Do you have your own homeopathic remedies or routines you follow when you get sick? I would love to hear about those in the comments section.

Oh, and I almost forgot. I’ll be speaking at an event in Camarillo, CA on February 8th. Click the photo for more information and registration.

Feb-2015-Event-Poster-to-post

And finally, I’ve created a blog page specifically for my new cookbook “Sweet Paleo: Gluten-Free, Grain-Free Delights” if you would like more information and links to purchase.

Learn how to make bone broth in a pressure cooker in the recipe below. I used this stovetop pressure cooker but you could also use an Instant Pot.
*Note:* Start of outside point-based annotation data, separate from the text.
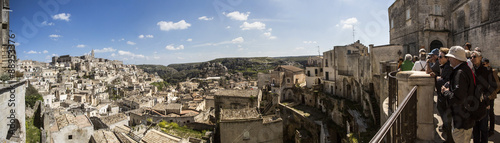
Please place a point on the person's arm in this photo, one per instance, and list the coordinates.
(458, 93)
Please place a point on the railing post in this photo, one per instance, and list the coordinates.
(424, 101)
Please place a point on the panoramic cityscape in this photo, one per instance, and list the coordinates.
(340, 71)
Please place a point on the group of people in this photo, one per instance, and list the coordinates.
(466, 86)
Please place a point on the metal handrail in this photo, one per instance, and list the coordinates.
(388, 124)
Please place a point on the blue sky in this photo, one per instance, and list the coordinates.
(167, 31)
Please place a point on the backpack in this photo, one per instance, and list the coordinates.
(477, 103)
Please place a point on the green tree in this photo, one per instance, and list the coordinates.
(31, 96)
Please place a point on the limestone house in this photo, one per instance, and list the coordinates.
(247, 125)
(70, 128)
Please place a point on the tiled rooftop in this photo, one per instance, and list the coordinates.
(237, 93)
(239, 114)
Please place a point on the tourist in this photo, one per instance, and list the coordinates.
(486, 88)
(400, 61)
(407, 64)
(492, 97)
(433, 62)
(468, 46)
(420, 65)
(460, 87)
(442, 103)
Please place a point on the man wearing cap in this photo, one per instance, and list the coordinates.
(486, 86)
(420, 65)
(493, 96)
(468, 46)
(433, 69)
(460, 87)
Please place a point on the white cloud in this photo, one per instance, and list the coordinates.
(80, 46)
(238, 40)
(45, 23)
(61, 16)
(236, 15)
(309, 42)
(50, 56)
(348, 23)
(129, 54)
(299, 48)
(166, 26)
(32, 52)
(205, 18)
(254, 25)
(172, 47)
(130, 43)
(54, 36)
(234, 41)
(145, 36)
(104, 50)
(269, 36)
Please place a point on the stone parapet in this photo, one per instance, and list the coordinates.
(425, 103)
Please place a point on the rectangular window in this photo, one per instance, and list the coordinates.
(408, 16)
(437, 9)
(392, 23)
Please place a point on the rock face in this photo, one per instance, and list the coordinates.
(212, 69)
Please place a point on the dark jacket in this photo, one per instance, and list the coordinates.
(485, 82)
(445, 74)
(460, 88)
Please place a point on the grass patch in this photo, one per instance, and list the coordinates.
(32, 132)
(184, 132)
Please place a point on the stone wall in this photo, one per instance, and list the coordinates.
(248, 131)
(12, 118)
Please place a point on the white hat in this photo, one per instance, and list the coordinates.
(457, 52)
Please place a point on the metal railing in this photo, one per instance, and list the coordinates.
(393, 91)
(402, 124)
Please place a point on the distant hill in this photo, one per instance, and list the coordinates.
(175, 73)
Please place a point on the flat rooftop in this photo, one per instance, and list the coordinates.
(237, 93)
(239, 114)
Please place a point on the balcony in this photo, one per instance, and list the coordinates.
(409, 113)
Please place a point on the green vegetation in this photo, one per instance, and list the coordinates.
(175, 73)
(5, 77)
(33, 133)
(184, 132)
(160, 85)
(31, 96)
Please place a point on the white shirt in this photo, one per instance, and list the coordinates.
(419, 65)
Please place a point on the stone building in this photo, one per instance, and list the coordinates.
(314, 71)
(432, 24)
(65, 127)
(13, 127)
(247, 125)
(5, 37)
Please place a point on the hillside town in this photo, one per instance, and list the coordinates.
(350, 93)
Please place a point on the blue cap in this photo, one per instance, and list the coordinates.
(434, 52)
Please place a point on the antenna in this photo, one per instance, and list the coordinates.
(318, 52)
(353, 37)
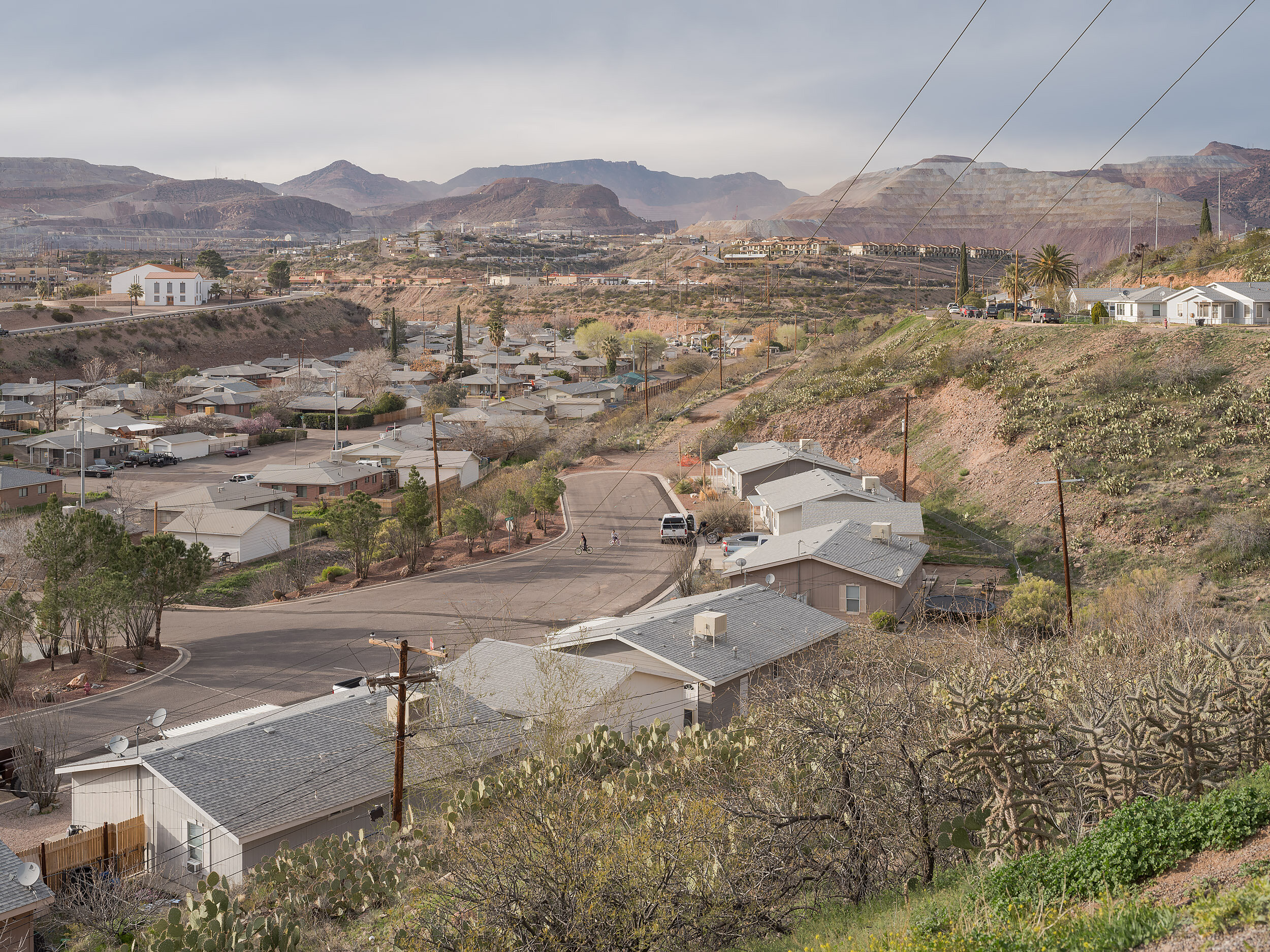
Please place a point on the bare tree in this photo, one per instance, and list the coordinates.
(40, 745)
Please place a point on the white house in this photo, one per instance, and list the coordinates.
(1221, 303)
(164, 285)
(183, 446)
(244, 534)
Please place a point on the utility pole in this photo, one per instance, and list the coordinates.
(1062, 524)
(903, 491)
(436, 470)
(400, 683)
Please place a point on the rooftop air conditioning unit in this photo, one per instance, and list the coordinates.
(710, 625)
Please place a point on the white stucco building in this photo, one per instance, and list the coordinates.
(164, 285)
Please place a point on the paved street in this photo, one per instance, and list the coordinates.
(283, 653)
Pressure-Cooker Bone Broth
 
Prep time
Cook time
Total time
 
Author:
Recipe type: Stock, Broth
Serves: 12 cups
Ingredients
  • 2.5 - 3.5 lbs grass-fed beef bones - ideally both marrow bones and joints/knuckles
  • 1 carrot
  • 1 celery stalk
  • 1 medium onion – chopped into large chunks (or a large leek)
  • 4 crushed garlic cloves
  • 6 peppercorns
  • 1 bay leaf
  • 1 tablespoon of vinegar (helps to extract nutrients from the bones)
  • 12-16 cups of water (enough to cover ingredients but no more than ⅔ full)
  • 1 tablespoon celtic sea salt
Instructions
  1. Place all ingredients (except salt) into your pressure-cooker, ensuring the ingredients are covered but the water level is not higher than recommended by the pressure-cooker manufacturer (usually ⅔ full).
  2. Heat on the stovetop on medium-high heat until brought up to full pressure. Lower the temperature to as low as possible without losing pressure and cook for between 90 minutes about 3 hours.
  3. Turn off the heat and allow the pressure-cooker to come to room temperature on its own (even overnight). If you are in a rush (and using a standard cooker - not an electric version like Instant Pot) you can run cool water over the outside of the pressure-cooker until the pressure is released.
  4. Once everything is cooled completely, strain through a sieve into a large bowl and discard the solids. You can retain the large bones to reuse for another batch. Just add fresh veggies and seasonings.
  5. To concentrate the broth/stock further you can return the liquid to a boil on the stovetop and reduce down for more compact storage.
  6. Season to taste with sea salt.

* These just happen to be the brands I use. I’m not receiving any type of compensation from the makers to recommend them. However, the links are affiliate links so if you do happen to purchase through one of those links I will receive a small commission that doesn’t increase the price to you. Thanks for the support!